Hamas representatives gave no evidence to back up their claim about the health of a chief architect of the October 7 attack that sparked the war.
The Israeli military on Sunday announced that Rafa Salama, a Hamas commander it described as one of Deif’s closest associates, had been killed in Saturday’s strike.
Hamas rejected the idea that mediated ceasefire discussions had been suspended after the strike.
Spokesman Jihad Taha said “there is no doubt that the horrific massacres will impact any efforts in the negotiations” but added that “efforts and endeavours of the mediators remain ongoing”.
The killing of Deif would mark the highest profile assassination of any Hamas leader by Israel since the war began.
It would be both a huge victory for Israel and a deep psychological blow for the militant group.
Mr Netanyahu said all of Hamas’ leaders are “marked for death” and that killing them would move Hamas closer to accepting a ceasefire deal.
Witnesses said it happened in an area that Israel had designated as safe for hundreds of thousands of displaced Palestinians. Israel’s military would not confirm that.
On Sunday, some survivors were angry that the attack targeting Deif happened without warning in an area they had been told was safe.
“Where are we supposed to go?” asked Mahmoud Abu Yaseen, who said he heard two strikes and clutched his children, then woke up in the hospital to find his son had died. The family had already been displaced five times since the war began, he said.
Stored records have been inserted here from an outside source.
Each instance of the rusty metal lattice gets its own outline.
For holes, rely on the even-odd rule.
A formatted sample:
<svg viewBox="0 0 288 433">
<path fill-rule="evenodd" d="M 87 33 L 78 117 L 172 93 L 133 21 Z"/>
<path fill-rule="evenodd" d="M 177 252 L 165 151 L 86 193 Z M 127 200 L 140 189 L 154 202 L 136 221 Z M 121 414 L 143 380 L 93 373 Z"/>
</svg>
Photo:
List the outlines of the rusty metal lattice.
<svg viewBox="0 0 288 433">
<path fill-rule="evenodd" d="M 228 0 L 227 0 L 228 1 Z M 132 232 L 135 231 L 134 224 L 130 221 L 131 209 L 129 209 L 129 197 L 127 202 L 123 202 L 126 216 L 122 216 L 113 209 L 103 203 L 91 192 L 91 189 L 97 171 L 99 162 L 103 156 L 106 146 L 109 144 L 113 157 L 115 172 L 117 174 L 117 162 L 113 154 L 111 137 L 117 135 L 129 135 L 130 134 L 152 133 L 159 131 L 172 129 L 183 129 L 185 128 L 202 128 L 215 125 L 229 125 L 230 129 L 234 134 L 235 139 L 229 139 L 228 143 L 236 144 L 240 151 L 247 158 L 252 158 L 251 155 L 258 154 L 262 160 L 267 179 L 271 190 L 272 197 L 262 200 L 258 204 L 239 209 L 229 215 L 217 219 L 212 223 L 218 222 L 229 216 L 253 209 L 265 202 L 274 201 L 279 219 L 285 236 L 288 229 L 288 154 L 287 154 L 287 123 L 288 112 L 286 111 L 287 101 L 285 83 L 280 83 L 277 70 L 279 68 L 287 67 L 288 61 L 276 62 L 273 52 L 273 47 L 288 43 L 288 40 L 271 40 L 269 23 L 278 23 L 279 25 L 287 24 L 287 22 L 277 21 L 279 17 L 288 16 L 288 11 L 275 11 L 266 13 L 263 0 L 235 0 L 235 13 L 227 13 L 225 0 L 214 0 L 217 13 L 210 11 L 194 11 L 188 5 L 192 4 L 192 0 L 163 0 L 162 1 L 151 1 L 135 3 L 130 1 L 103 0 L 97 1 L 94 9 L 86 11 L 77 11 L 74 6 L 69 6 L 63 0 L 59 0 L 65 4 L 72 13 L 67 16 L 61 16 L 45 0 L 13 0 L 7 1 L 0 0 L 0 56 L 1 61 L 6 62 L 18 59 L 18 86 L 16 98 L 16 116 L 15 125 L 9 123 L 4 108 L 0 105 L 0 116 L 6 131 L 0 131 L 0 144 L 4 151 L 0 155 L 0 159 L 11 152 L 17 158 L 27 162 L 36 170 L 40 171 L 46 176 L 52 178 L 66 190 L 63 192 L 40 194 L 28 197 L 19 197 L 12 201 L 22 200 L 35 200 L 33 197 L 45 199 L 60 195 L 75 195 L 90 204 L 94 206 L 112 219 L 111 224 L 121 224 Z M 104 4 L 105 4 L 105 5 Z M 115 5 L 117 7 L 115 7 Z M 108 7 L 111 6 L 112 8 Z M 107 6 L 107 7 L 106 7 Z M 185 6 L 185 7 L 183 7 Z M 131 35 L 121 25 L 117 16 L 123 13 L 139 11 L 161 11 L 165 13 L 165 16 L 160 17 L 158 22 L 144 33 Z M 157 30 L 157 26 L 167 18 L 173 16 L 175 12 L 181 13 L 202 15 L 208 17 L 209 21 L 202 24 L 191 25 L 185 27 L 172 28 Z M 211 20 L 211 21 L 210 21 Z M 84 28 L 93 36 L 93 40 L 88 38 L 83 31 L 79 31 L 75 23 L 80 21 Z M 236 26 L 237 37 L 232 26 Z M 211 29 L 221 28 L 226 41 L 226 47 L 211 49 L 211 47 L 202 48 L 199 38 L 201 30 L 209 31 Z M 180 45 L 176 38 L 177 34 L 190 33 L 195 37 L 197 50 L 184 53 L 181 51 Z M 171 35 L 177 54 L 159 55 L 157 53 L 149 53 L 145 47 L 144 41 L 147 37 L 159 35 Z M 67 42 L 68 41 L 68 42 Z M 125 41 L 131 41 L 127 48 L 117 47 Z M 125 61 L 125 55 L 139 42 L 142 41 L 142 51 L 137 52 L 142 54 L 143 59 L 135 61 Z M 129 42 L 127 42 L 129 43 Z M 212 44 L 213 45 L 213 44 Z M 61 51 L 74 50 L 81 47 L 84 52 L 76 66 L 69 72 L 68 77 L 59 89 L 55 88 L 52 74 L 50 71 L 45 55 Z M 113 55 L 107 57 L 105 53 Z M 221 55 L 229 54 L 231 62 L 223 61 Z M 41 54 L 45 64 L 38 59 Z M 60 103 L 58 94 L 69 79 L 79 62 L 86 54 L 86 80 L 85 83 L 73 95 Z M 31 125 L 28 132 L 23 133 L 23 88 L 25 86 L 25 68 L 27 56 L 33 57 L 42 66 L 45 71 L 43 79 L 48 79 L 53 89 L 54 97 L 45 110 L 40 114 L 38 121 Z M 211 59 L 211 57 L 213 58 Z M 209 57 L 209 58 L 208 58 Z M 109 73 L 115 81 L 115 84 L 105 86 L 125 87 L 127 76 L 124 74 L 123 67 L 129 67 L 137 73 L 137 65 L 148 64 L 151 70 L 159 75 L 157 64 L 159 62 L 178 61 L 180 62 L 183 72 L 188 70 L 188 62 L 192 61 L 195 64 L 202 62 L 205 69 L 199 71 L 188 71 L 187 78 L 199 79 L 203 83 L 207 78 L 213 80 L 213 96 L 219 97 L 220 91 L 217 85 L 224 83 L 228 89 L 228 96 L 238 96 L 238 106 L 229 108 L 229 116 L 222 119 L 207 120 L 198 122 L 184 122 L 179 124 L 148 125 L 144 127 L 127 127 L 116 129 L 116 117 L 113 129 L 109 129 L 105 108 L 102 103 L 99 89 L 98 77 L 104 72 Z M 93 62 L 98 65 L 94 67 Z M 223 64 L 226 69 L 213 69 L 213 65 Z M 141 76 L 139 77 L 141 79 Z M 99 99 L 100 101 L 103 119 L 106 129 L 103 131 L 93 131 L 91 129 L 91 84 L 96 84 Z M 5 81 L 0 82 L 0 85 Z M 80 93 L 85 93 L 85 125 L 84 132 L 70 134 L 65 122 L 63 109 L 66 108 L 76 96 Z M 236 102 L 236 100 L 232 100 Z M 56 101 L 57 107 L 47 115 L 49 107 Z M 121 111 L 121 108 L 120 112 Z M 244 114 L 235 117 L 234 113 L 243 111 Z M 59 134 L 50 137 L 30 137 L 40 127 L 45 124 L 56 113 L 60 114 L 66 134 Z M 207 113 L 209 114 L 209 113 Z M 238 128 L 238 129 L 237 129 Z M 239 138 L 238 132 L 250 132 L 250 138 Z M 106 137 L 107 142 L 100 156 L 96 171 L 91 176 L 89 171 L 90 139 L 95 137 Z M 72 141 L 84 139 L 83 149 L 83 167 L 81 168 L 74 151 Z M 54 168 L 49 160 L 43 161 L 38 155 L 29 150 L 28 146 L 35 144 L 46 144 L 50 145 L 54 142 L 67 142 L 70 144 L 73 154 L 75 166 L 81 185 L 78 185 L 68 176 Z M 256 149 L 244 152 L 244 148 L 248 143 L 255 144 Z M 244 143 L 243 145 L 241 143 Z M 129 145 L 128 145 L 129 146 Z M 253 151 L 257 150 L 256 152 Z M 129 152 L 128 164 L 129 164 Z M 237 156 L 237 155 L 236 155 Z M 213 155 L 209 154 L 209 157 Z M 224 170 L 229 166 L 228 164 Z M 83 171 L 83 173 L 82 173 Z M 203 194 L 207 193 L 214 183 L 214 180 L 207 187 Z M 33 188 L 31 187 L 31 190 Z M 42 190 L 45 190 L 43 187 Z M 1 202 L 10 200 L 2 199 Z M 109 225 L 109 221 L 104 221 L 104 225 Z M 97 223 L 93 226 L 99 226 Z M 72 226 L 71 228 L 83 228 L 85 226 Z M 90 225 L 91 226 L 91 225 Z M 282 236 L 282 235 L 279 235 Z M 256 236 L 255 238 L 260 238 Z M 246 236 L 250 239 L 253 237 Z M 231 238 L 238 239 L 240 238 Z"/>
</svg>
A United Nations official described utter chaos at Nasser hospital, where victims of Saturday’s strike were taken, many of them treated on bloodstained floors with few supplies available.
“I witnessed some of the most horrific scenes I have seen in my nine months in Gaza,” Scott Anderson said in a statement.
He said restrictions on humanitarian aid to Gaza hamper efforts to provide needed medical and other care.
At least 300 people were wounded in the strike, one of the deadliest in the nine-month war sparked by Hamas’ October 7 assault on southern Israel that killed about 1,200 people, mostly civilians, and took more than 200 hostage.
More than 38,400 people in Gaza have been killed in Israeli ground offensives and bombardments since then, according to the territory’s health ministry. The ministry does not distinguish between combatants and civilians in its count.
On Sunday, an Israeli strike in Nuseirat in central Gaza killed at least 13 people at the gate of a school, according to Associated Press journalists at Al-Awda hospital.
Israel’s military in a statement said it struck “terrorists” operating in the area of a school run by the UN agency for Palestinian refugees.
Also on Sunday, police said a Palestinian resident of east Jerusalem carried out a car-ramming attack in central Israel that injured four Israelis, two of them seriously.
Israeli border police at the scene shot dead the attacker after he hit people waiting at two bus stops along a busy road.
Israel commissioner Kobi Shabtai said such attacks were often “triggered” by events like Saturday’s airstrike in Gaza.